I called out and knocked again with the back of my hand.

Silence.

“Well I suppose you could
stay in there forever, technically speaking,” I continued. “Because like all my fortresses, this one is self-sustaining. Theoretically you’d have access to desalinated sea water, eco-energy, 3D printed clothing, and whatever else you need for a hundred years. It’s funny because when I’d lock myself in the bathroom as a kid, my mom or my sister would shout ‘you have to come out sometime, Matt!’, which was very true twenty years ago. Now? Not so much.”
The metal door whooshed open at my back, causing me to tumble and splat on the hard tiled floor. Now my back ached more than my knuckles did.

“If I let you in will you shut the hell up?” Brynja said with a heavy groan. She hovered overhead, hands on hips, staring down with a frustrated shake of her head.

As I regained my footing my knees creaked and my muscles flared (probably more from my general lack of fitness than the fall, though it didn’t help matters much). I winced, running the heels of my palms up and down my lower lumbar.

“I can’t promise I’ll stop talking,” I said, “but I’ll try to keep it brief.
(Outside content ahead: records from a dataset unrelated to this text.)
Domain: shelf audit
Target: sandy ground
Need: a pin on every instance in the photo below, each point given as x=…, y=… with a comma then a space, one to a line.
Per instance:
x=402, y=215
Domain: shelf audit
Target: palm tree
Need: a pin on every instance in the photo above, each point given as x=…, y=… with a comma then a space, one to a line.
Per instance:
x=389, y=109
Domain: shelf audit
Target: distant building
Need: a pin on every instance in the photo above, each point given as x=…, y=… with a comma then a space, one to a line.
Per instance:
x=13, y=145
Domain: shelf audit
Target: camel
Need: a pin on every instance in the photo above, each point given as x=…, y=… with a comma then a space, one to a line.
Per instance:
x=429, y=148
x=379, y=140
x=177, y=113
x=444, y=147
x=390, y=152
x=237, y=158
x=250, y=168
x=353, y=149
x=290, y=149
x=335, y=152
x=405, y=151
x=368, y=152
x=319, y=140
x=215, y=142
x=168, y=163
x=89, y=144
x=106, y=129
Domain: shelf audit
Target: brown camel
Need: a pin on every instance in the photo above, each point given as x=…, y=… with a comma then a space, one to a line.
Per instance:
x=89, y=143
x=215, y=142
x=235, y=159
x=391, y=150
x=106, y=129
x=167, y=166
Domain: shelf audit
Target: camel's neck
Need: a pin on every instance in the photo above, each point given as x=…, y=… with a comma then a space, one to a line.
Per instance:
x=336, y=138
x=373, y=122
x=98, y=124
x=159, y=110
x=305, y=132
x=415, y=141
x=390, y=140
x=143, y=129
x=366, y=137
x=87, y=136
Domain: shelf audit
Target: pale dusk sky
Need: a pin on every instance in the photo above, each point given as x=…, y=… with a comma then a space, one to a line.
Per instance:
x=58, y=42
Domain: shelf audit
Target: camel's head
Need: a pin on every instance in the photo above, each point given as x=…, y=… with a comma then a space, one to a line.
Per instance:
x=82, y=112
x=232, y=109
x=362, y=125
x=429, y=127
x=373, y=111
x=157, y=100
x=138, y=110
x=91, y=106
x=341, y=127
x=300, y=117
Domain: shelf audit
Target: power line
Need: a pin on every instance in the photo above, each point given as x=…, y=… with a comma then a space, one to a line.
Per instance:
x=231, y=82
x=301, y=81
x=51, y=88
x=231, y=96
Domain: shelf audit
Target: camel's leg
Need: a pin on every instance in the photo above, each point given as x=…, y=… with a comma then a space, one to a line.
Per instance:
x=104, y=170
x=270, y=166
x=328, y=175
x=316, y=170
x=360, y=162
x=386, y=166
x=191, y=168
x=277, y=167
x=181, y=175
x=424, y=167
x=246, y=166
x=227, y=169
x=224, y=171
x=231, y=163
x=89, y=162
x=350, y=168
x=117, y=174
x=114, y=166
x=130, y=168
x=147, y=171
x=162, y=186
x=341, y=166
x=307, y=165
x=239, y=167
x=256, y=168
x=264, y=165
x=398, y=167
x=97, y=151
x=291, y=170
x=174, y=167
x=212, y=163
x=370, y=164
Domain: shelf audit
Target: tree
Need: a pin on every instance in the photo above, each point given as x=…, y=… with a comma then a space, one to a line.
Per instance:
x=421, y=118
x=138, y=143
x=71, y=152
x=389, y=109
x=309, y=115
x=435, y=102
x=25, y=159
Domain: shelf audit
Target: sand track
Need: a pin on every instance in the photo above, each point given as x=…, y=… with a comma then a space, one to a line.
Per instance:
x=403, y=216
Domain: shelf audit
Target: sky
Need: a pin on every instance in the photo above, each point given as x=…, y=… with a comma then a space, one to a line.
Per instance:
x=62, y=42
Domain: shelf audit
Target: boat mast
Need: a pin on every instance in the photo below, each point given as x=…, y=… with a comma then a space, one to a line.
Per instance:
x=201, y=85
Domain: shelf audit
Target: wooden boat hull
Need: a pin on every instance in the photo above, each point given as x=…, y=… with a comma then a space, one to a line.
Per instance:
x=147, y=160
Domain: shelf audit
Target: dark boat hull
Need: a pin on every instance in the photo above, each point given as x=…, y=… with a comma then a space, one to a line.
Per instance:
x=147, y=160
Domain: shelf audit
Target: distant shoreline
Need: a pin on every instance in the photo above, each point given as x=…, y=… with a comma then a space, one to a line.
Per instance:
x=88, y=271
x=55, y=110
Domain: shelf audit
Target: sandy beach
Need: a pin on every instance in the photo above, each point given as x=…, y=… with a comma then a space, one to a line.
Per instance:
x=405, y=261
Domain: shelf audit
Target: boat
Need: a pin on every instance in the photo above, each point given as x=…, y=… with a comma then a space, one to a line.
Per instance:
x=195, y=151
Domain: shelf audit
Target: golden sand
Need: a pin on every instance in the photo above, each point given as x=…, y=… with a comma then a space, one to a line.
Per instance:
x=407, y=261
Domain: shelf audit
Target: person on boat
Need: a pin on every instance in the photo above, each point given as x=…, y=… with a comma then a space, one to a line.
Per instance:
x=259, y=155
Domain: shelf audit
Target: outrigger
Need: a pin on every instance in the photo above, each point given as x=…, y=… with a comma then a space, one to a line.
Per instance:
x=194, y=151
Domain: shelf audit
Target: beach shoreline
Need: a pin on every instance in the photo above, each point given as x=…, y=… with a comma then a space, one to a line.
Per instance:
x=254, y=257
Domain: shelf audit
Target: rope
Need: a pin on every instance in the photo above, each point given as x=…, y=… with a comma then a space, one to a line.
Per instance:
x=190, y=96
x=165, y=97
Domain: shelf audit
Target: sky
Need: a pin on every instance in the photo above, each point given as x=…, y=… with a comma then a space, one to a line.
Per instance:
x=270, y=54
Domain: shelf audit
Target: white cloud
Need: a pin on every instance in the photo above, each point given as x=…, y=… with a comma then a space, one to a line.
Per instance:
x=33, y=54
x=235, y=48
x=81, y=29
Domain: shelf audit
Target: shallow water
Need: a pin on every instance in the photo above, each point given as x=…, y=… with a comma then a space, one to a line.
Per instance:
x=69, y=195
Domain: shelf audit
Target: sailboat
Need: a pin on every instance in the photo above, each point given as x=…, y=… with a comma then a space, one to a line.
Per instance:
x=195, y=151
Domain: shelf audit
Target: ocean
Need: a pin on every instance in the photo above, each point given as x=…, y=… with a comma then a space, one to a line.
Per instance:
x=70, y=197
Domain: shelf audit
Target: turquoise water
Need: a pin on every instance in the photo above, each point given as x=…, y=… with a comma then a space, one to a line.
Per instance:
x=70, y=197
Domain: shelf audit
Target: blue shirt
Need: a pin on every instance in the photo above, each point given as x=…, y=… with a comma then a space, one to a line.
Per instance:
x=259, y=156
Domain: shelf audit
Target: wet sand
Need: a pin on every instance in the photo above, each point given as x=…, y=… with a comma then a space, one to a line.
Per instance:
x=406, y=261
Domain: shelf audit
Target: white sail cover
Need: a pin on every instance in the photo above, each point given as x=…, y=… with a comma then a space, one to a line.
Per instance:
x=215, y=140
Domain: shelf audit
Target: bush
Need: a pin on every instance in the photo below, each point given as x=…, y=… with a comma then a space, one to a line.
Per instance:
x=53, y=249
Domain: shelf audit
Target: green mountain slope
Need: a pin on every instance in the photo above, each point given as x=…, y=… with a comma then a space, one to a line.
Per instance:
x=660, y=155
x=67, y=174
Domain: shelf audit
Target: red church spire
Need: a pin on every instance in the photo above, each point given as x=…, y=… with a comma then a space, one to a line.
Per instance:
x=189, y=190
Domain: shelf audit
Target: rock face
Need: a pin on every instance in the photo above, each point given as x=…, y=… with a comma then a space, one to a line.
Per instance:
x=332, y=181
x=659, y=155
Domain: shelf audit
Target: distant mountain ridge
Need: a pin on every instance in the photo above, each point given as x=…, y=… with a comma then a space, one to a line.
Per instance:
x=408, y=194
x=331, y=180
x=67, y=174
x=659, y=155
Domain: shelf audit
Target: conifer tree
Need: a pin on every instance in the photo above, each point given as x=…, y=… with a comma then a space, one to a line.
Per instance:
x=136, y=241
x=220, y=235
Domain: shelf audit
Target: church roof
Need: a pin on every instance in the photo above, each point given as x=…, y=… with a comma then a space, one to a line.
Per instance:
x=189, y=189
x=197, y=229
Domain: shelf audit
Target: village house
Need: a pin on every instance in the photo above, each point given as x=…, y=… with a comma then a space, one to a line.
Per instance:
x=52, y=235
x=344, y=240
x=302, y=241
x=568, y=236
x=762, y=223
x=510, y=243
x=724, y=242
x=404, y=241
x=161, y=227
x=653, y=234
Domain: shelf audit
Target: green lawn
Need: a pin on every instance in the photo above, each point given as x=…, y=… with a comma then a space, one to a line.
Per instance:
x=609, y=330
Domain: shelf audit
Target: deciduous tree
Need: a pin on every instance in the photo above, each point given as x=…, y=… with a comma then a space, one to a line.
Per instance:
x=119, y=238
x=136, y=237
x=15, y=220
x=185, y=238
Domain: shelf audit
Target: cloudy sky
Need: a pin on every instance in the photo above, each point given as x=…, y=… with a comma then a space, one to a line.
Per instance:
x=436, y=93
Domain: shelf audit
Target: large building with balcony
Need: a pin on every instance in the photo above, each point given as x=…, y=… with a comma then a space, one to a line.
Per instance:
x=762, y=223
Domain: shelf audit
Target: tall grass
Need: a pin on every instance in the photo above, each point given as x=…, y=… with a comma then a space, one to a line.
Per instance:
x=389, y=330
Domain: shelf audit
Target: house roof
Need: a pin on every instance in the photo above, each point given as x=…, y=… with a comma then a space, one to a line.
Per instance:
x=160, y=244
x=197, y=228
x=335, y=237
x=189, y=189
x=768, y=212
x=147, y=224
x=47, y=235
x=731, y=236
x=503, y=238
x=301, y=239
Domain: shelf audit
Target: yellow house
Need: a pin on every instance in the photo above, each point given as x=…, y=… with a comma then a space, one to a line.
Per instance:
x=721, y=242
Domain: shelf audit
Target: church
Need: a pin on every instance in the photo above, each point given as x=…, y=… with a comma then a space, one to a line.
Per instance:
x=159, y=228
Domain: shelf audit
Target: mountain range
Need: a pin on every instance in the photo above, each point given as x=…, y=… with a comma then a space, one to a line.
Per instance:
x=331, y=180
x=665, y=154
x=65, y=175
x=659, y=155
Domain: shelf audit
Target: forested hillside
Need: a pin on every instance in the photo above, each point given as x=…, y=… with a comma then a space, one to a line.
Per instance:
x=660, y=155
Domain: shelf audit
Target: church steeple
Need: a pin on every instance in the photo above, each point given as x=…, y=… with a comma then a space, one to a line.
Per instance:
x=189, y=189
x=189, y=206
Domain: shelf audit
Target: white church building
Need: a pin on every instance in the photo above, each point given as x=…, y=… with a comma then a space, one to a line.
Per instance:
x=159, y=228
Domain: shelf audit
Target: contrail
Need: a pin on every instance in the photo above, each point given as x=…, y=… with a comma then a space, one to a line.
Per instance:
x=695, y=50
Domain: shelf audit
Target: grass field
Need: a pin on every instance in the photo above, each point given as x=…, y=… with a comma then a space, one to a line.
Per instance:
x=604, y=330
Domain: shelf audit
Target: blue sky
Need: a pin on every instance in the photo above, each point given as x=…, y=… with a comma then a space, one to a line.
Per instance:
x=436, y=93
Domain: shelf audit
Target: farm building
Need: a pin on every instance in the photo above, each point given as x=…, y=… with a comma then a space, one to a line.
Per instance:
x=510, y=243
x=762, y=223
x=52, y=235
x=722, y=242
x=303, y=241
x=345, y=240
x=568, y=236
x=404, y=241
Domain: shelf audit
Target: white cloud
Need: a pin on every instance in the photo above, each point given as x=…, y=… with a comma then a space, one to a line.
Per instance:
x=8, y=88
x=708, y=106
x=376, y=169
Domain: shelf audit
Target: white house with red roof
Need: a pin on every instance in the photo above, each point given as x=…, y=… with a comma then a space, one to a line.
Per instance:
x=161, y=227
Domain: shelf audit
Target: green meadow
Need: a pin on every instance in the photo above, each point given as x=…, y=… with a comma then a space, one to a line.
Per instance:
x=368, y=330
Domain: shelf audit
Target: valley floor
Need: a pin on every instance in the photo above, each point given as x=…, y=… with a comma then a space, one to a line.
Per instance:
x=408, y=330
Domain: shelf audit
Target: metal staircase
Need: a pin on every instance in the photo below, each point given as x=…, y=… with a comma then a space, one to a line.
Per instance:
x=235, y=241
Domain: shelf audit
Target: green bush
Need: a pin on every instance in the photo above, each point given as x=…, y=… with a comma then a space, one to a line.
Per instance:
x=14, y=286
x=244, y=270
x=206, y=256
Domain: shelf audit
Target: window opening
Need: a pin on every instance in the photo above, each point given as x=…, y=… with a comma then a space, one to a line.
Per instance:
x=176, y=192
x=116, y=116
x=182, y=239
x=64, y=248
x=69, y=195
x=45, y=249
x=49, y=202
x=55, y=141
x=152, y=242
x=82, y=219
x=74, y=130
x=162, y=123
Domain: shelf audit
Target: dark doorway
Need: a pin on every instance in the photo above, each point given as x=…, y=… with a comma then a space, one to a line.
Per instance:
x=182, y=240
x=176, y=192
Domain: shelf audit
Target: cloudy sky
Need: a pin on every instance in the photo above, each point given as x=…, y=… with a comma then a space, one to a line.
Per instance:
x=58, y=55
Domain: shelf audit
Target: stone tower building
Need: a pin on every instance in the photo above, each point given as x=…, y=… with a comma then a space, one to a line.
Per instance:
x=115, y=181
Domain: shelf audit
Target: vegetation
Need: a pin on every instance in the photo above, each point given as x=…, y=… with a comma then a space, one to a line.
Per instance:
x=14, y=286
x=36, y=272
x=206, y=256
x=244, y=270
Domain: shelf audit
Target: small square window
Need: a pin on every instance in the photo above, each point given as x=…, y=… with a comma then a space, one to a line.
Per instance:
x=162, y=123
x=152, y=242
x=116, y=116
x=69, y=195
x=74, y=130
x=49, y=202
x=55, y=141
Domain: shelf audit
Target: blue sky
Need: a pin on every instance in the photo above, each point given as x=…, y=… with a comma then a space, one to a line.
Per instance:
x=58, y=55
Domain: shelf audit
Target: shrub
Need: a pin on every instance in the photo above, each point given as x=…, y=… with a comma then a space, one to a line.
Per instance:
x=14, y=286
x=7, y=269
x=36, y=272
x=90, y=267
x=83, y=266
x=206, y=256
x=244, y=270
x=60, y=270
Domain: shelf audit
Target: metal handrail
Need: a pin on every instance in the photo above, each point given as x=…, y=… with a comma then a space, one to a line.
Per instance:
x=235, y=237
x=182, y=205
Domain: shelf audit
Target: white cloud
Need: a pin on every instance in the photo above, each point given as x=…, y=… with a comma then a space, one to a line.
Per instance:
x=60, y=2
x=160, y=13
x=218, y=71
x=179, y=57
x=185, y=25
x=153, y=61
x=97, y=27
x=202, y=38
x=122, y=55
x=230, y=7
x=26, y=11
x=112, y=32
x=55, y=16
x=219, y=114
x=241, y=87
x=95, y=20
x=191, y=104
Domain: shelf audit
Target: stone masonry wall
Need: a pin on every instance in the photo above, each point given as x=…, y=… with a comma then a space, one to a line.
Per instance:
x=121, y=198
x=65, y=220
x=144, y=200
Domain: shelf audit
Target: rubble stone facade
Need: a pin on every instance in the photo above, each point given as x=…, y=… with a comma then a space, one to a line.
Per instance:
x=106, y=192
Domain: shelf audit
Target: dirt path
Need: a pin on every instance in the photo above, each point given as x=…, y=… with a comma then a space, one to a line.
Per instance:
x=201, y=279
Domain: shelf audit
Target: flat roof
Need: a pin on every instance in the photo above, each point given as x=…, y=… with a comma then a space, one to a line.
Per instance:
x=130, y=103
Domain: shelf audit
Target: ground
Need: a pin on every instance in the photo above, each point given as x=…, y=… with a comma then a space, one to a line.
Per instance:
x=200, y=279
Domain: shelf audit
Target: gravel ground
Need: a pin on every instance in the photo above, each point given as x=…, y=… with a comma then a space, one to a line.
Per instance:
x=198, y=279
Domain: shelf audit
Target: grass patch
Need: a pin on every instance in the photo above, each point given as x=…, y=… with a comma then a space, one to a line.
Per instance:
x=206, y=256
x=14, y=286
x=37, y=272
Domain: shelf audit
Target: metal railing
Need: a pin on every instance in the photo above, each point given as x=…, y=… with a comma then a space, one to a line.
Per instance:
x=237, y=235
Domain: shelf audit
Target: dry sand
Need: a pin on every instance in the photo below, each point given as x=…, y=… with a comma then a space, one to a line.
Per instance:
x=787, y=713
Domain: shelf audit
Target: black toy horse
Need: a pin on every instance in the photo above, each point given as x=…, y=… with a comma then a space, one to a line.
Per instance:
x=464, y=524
Fair enough?”

She waved me in with a resigned sweep of her arm.

With Brynja’s length of blue hair pulled into a braid and her face washed clean of make-up, it was more of a mental challenge to carry on conversations with her. Her similarities to Peyton became more apparent; the angle of her cheek bones, the shape of her eyes, the full bottom lip that always curled like a pout even when she smiled. I found myself studying her more often than not; I was lost in thought as I compared the two, letting whatever it was that I was going to say float away into the aether.

She snapped her fingers, inches from my face. “Hey, wake up, buttercup. If you’re sleepy go back to your own room and zone out. I’m busy here.”

My eyes fluttered. “No, sorry, I’m just…sorry.” I glanced around her room; towels, clothes and food containers had been scattered throughout her chamber as if they’d been shot out of a cannon just moments before I’d arrived. “Did I interrupt Fall cleaning?”